In terms of computational overhead we observed that group spent more time in computing the coverage peer sampling. We believe this is a direct consequence of the fact that in group the communities tend to be larger than in AffinityPropagation, as can be observed in the analysis of Fig. 4c. In addition, for the bluebanana mobility model the computational overhead for group is doubled with respect to rwp due to the fact that in bluebanana peers tend to create higher density near hotspots. The analysis of the number of messages shows two interesting insights. First, group requires lesser messages than ap to organize the peer in communities. Second, for ap the number of messages depends neither on the particular mobility models or the specific cycle of the simulation. Conversely, the number of messages of group depends on the mobility models, having less messages when the avatar are more spread thorough the virtual world.

The presented results suggest that there exists a trade off between message number and computational overhead between ap and group. On one side, group has an higher computational overhead (and an higher standard deviation), however, it uses around 40 % messages less than ap. If analysed together with the results on area coverage discussed in Sect. 5.2 we can conclude that ap would be the protocol of choice, unless the number of messages is a critical parameter of the infrastructure managing the DVE.

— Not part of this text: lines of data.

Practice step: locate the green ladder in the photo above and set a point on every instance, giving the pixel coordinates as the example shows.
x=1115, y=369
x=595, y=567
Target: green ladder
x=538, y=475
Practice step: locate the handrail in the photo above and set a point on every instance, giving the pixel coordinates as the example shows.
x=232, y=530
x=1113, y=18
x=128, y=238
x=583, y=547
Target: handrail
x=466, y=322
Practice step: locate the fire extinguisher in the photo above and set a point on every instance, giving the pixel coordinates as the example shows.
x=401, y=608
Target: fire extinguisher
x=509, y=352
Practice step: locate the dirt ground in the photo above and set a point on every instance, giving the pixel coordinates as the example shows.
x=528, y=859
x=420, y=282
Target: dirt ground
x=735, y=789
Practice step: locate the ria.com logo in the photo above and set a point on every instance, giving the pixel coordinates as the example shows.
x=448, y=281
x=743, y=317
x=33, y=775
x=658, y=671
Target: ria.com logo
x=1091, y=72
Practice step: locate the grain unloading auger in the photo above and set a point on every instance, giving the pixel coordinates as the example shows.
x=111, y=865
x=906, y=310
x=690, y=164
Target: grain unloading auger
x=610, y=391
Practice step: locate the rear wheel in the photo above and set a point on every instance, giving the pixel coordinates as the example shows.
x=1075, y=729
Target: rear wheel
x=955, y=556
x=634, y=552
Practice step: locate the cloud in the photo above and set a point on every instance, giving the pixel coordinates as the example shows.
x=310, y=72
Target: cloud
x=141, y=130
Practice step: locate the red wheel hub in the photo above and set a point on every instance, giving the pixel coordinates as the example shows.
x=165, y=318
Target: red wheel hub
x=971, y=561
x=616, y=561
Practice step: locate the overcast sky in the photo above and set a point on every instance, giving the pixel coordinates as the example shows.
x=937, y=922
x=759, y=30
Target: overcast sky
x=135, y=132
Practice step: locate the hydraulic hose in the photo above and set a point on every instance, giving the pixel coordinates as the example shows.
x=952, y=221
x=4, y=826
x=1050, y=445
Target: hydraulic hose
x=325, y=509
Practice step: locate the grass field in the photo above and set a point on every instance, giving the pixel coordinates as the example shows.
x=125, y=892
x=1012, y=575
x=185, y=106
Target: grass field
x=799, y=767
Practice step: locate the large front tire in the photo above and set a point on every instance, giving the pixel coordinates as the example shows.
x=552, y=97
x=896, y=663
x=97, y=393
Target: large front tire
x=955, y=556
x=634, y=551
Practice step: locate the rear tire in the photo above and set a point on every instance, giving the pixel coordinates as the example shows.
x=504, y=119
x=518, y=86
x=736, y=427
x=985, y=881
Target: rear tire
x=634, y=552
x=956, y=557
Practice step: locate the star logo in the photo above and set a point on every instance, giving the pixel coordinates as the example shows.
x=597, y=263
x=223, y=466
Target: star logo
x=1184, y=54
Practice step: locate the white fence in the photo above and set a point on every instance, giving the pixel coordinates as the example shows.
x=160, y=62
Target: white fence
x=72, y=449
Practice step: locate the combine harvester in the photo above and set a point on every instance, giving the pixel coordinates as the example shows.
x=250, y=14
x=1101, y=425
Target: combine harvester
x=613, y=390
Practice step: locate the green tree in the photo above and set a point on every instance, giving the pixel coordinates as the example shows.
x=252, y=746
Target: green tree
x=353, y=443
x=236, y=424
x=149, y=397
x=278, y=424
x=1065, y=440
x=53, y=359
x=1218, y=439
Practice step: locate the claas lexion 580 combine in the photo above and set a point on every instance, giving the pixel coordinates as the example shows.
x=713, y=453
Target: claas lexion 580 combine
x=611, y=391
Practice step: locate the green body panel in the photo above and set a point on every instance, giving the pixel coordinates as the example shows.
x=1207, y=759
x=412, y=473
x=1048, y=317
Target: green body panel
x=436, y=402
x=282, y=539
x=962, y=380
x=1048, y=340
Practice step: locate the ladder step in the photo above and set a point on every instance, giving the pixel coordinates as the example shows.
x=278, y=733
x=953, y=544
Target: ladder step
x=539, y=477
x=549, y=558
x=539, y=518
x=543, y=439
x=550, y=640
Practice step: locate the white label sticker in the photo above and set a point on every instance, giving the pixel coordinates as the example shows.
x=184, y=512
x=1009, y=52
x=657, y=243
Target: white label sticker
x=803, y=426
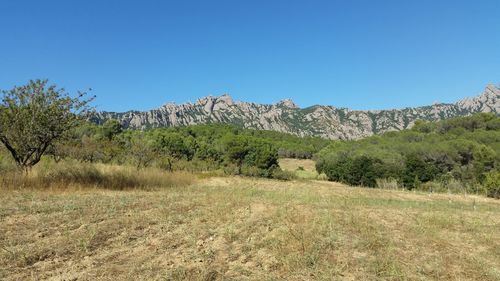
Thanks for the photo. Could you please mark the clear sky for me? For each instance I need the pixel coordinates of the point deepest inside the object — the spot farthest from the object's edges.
(359, 54)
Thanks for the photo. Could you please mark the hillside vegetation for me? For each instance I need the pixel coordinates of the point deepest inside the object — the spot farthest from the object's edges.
(458, 154)
(203, 148)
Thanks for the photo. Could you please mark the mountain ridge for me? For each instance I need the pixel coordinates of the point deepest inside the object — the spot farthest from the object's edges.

Table 1. Comparison of Message number and Computational overhead

6 Conclusion

Whether community discovery can improve the quality of interest management in a DVE is an interesting research question. In this paper we provided an empirical analysis in the effort of answering this question. Even if our experiments are limited to a particular reference architecture, we have found that the introduction of community discovery mechanisms actually can improve interest management especially when there is the tendency of avatars to spread around the virtual environment. Also, this comes with an acceptable computational and communication overhead. To understand if community discovery would have an impact on different scenarios, in the future we plan to investigate further distributed community discovery protocols (e.g. [4, 22]). In addition, we plan to evaluate these protocols in combination with other popular solutions that perform IM in DVEs.